The third missile that hit the Lamerd perimeter that day also killed three workers, two of whom were working: one from the same city, the other from Mamasani, and the third from Afghanistan. The housewife, who, according to southern customs, was sitting at home with her hookah at that moment, now has one name left on the list of Lamerd martyrs. A grocery store vendor, a Norwegian pedestrian who was shopping at a pharmacy, the deputy customs officer of the Lamerd Special Zone, and several students were also killed in the explosion. The director of the MRI department at Lamerd Hospital had just arrived home from work that day when he heard the sound and threw himself on his daughter. The daughter survived, but the mother did not. The brother of one of the victims is another student who had his spinal cord severed and is still unaware of his sister's death.
From the impact point of the second and third missiles, it can be said that these two missiles did not hit the military area, but rather two civilian and heavily trafficked areas.
A female student was also blinded by the explosion. Another citizen said that the black shrapnel from the explosion entered her body like a blade and, just like what hit Helma, crushed their bones even though it was not visible.
The attack on Lamerd is also fraught with ambiguity in two ways: the second missile hit the western end of the club, and the third missile, 200 meters west of it, hit the Lamerd belt itself, unjustly killing many citizens.

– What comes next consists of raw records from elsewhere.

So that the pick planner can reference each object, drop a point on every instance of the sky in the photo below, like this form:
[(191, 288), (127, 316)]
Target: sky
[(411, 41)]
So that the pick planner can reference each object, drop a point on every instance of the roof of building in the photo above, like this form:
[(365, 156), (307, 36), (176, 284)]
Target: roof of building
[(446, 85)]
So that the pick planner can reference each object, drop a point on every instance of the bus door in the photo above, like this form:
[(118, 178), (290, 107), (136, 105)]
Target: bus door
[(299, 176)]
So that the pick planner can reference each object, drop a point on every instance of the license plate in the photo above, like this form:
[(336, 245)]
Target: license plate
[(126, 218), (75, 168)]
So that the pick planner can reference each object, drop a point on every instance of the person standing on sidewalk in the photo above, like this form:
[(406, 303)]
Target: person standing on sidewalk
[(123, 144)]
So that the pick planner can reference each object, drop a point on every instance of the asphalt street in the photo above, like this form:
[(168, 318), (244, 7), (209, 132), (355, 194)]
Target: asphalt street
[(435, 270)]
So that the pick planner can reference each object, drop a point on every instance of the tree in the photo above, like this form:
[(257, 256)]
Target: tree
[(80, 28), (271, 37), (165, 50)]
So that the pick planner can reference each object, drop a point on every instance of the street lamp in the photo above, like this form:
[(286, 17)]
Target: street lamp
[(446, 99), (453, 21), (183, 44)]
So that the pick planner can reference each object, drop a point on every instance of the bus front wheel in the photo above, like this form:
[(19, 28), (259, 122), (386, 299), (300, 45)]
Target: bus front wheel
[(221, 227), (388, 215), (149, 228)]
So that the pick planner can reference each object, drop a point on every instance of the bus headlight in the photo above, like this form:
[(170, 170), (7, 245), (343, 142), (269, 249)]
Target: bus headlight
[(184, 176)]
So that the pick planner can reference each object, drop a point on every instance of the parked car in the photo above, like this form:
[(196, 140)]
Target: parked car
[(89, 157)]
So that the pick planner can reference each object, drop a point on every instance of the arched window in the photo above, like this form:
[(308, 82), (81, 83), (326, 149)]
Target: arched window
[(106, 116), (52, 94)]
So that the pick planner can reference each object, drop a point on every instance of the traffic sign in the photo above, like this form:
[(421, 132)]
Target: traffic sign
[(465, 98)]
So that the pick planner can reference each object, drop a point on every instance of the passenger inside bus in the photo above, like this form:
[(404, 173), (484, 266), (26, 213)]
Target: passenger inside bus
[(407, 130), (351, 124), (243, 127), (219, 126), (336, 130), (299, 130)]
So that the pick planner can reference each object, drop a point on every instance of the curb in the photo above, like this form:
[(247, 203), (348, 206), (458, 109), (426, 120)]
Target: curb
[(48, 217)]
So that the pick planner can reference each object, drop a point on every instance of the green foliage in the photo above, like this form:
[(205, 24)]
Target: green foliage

From the point of impact of the second and third missiles, it can be said that these two missiles did not hit the military area, but rather two civilian and busy areas. Among them was the volleyball team of the 1990s, 10 of whom were supposed to enter the field for the provincial tournament after the end of the exam season. Everyone wanted to practice in the spring, attack in the summer for the make-up tournament, cheer each other loudly, go to the podium at the end of the festival and dream of the world championships by raising the trophy above their heads.